Facebook und Microsoft kooperieren beim Bau eines neuen Tiefsee-Glasfaserkabels, mit dem die Übertragungskapazitäten über den Atlantik weiter ausgebaut werden. Das Marea (Gezeiten) genannte Kabel mit acht Glasfaserpaaren wird die USA und Europa zwischen Virginia Beach im Norden Virginias und dem spanischen Bilbao verbinden.

Die gewählte Route mit einer Länge von 6.600 Kilometern liegt deutlich weiter südlich als die üblichen Routen für transatlantische Glasfaserkabel, die in den USA vor allem in der Gegend von New York und New Jersey und in Europa vorzugsweise an der Südwest-Spitze Englands anlanden. Hierdurch soll nicht zuletzt die Widerstandsfähigkeit des transatlantischen Datenverkehrs gegen Störungen weiter gestärkt werden.

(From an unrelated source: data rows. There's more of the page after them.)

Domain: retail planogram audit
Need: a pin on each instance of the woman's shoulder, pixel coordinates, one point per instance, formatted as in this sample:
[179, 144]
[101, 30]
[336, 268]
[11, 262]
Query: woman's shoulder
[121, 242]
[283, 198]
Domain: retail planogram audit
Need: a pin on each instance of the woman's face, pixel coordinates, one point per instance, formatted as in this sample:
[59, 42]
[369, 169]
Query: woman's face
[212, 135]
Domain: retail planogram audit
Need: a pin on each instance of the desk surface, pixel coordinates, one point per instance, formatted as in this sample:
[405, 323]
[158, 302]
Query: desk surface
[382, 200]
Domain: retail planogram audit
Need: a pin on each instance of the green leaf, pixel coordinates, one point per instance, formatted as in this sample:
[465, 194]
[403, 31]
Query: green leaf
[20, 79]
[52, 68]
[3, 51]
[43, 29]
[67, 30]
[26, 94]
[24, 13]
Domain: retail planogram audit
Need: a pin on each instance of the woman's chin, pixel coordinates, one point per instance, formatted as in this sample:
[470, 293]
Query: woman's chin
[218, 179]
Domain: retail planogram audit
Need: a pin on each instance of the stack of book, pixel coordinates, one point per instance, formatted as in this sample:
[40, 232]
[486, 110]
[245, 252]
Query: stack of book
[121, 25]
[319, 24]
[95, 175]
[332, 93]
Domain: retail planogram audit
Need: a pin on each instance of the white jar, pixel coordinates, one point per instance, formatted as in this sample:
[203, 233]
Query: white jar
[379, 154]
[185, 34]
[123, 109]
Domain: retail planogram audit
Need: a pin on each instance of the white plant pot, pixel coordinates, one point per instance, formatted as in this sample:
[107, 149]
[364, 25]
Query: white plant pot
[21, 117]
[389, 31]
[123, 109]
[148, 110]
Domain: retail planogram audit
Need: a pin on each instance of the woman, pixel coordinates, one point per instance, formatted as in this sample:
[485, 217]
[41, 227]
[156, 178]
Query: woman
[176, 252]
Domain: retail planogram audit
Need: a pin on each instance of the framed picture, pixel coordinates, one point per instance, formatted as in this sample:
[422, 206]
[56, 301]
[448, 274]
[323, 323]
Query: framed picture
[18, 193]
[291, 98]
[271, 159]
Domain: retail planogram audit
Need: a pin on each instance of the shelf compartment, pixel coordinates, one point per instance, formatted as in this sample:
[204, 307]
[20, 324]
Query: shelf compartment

Anfängliche Kapazität von 160 Tbit/s

Das von der Telefónica-Tochter Telxius betriebene Marea-Kabel wird aber nicht nur das erste Kabel sein, das die USA direkt mit Südeuropa verbindet, sondern soll mit einer anfänglichen Übertragungskapazität von 160 Tbit/s auch die derzeit leistungsstärkste Glasfaser-Verbindung über den Atlantik werden. Von Bilbao aus sollen die Daten dann an Internetknoten in Afrika, Asien, Europa und Nahost weiterfließen.

Nicht nur Daten von Facebook und Microsoft

Für Facebook und Microsoft sind schnelle Datenverbindungen in alle Welt von großer Bedeutung, die zahlreichen Cloud- und Online-Dienste der beiden Unternehmen – alleine Microsoft betreibt mehr als 200 Cloud-Dienste – benötigen schnelle und zuverlässige Datenverbindungen mit geringer Latenz. Die Datenkapazitäten von Marea werden aber auch für andere Unternehmen nutzbar sein, Telxius wird Leitungskapazitäten über das Großhandelsgeschäft anbieten.

Geplante Route des MAREA-Kabels
Geplante Route des MAREA-Kabels (Bild: Microsoft)

Kompatibilität zu unterschiedlicher Netzwerkausrüstung

Als einen weiteren Vorteil von Marea heben Facebook und Microsoft das „offene“ Design mit Kompatibilität zu Netzwerkhardware verschiedener Hersteller hervor. Für die Kunden sollen dadurch geringere Kosten sowie einfachere Hardware-Upgrades resultieren, sodass die maximal möglichen Übertragungsraten des Kabels mit der Entwicklung optischer Technologien Schritt halten kann.

Der Baubeginn der neuen Tiefsee-Datenleitung soll im August dieses Jahres erfolgen, die Fertigstellung von Marea ist für Oktober 2017 vorgesehen. Etwa um die Zeit ist auch die Inbetriebnahme des neuen Netzwerks des NCP Consortiums (New Cross Pacific) vorgesehen, das die USA über den Pazifik mit China, Japan, Südkorea und Taiwan verbindet und für das Microsoft in Hilsboro, Oregon erstmals einen eigenen Landanschluss für Seekabel in Betrieb nimmt.